Here in the Detroit Area, everyone has an opinion on how GM management
needs to get their act together before bad turns to a fast and furious
worse.
Things have been going downhill at Generous Motors since the late
1970s; ever since the accountants were put in charge of operations,
hired economists to run marketing and merged the styling department
into the design department. Even today it is difficult to distinguish
a Buick from a Pontiac from an Oldsmobile.
If there weren't business cycles, GM management may have
gotten away with running plants at 80% capacity to cover the
extremely high overhead of legacy costs (mostly retiree health
care and other pension benefits) while avoiding the consequences
of poorly negotiated union contracts (where GM continues to
pay employees even when production ceases). But the days of
milk and honey, when consumers willingly bought gas- guzzling
SUVs at deeply discounted prices with 0% interest, are over
and the consumer is now being squeezed between inflationary
gasoline prices, increasing interest rates and stagnant wages.

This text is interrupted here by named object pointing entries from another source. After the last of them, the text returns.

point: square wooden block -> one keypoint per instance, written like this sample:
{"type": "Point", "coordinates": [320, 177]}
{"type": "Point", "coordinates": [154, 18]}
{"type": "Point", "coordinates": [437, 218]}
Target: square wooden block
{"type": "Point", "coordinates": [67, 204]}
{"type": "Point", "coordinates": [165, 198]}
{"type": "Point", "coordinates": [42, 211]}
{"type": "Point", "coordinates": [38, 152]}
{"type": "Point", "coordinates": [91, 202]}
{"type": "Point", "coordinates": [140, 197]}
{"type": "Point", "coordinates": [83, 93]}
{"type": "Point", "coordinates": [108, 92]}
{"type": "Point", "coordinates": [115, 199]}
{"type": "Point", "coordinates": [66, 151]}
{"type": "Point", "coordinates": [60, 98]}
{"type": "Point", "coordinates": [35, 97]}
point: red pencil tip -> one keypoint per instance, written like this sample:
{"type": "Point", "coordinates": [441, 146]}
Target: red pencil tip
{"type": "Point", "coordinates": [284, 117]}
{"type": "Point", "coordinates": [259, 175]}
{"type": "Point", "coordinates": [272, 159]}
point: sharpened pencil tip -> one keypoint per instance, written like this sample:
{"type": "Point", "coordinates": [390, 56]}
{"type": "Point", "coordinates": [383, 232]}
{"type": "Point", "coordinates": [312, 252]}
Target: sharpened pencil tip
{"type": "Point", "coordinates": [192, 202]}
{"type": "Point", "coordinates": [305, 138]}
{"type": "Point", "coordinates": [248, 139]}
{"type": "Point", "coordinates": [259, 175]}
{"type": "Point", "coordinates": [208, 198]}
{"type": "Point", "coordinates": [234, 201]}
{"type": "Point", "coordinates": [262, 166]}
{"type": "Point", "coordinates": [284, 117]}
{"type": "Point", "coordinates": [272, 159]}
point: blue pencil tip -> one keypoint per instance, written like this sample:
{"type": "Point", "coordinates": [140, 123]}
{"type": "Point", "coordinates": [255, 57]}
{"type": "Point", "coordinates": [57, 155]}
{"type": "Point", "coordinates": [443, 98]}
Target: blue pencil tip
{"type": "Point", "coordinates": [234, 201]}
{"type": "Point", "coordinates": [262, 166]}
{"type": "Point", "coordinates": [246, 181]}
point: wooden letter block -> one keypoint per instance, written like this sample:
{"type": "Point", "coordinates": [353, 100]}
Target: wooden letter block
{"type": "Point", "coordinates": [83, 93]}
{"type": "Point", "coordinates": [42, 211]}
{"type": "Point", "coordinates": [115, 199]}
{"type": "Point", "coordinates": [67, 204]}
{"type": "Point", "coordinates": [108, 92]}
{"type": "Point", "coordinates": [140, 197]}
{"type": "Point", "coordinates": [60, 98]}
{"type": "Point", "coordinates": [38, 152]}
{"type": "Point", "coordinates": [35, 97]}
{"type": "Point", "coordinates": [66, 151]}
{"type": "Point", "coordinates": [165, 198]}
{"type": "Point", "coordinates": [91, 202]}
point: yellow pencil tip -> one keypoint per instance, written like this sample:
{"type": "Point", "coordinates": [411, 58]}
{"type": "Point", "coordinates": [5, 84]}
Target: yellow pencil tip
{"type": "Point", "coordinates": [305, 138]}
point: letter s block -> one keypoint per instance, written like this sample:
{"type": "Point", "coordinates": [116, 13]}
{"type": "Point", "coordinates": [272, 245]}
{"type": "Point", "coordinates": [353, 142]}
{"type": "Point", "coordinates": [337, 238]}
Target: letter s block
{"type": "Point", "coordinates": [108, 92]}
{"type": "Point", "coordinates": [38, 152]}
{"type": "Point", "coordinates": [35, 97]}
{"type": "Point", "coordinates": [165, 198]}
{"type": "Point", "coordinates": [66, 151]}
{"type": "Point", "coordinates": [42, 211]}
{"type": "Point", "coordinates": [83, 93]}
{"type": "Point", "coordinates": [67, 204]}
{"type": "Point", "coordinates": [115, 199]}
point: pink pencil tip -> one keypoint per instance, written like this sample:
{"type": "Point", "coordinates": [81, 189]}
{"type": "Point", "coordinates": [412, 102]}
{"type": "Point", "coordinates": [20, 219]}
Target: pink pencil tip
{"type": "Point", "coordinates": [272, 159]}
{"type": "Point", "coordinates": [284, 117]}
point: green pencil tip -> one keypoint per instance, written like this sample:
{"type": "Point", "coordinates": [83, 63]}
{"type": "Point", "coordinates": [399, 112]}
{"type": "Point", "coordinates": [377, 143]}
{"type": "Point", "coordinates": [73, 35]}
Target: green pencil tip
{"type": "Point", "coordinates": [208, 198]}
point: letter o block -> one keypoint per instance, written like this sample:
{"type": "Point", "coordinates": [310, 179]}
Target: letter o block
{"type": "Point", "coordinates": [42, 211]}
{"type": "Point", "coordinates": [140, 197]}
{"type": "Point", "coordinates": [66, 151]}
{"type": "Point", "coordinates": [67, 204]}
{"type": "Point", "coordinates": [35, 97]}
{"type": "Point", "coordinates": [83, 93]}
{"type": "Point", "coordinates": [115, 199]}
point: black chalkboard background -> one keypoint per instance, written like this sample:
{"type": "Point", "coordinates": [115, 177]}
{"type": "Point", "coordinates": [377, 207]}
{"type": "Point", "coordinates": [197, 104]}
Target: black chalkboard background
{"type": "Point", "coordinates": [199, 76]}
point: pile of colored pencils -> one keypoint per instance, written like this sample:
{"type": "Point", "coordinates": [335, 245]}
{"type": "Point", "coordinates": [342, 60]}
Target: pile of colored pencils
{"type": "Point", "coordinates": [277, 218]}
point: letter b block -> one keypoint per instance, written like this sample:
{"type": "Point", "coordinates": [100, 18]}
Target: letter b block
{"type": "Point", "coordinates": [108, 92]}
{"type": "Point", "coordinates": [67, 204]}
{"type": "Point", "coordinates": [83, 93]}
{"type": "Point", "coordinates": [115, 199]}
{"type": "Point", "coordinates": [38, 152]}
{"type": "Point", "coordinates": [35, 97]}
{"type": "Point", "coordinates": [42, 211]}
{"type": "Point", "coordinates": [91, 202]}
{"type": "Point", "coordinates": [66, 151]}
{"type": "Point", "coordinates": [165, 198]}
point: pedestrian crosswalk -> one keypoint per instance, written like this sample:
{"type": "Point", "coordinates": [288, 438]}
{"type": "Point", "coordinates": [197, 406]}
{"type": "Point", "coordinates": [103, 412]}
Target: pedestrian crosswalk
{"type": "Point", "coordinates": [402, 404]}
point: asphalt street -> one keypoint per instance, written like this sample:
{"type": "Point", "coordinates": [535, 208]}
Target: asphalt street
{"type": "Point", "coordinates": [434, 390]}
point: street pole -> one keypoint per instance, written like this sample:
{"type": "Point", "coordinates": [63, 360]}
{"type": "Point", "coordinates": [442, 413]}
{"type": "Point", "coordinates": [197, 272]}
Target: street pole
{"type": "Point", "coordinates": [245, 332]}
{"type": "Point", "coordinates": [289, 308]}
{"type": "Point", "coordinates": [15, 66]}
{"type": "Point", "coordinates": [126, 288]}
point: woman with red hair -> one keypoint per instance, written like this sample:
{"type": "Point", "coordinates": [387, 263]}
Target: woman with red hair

So, what does GM do when it has a $2,000 per vehicle handicap versus
its competitors?
The first thing is for GM leadership to get real or get out of
the way. Getting real means knowing and acknowledging that today's
business model is unworkable, that radical changes in the company's
cost structure are required and that all social contracts can be
renegotiated at any time.
As a former early-stage turnaround specialist, I understand the
importance of a leader cutting deeply and quickly to stabilize negative
cash flow while building corporate confidence in a realistic recovery
plan. Confrontation is unavoidable when jobs, plant closings, health-care
obligations and vehicle models must be reduced.
For GM to stay in the automotive game, factories must close, employee
count reduced, health care programs restructured to contain
costs and reduce demand, the supply chain consolidated/stabilized
and all stakeholders agree to embrace a strategy of GM becoming
a smaller, more agile, original equipment manufacturer (OEM).
This corporate vision has to emerge holistically with a sense
of urgency in order to build a foundation for long-term survival.
Starting such a conversation with stakeholders now matters.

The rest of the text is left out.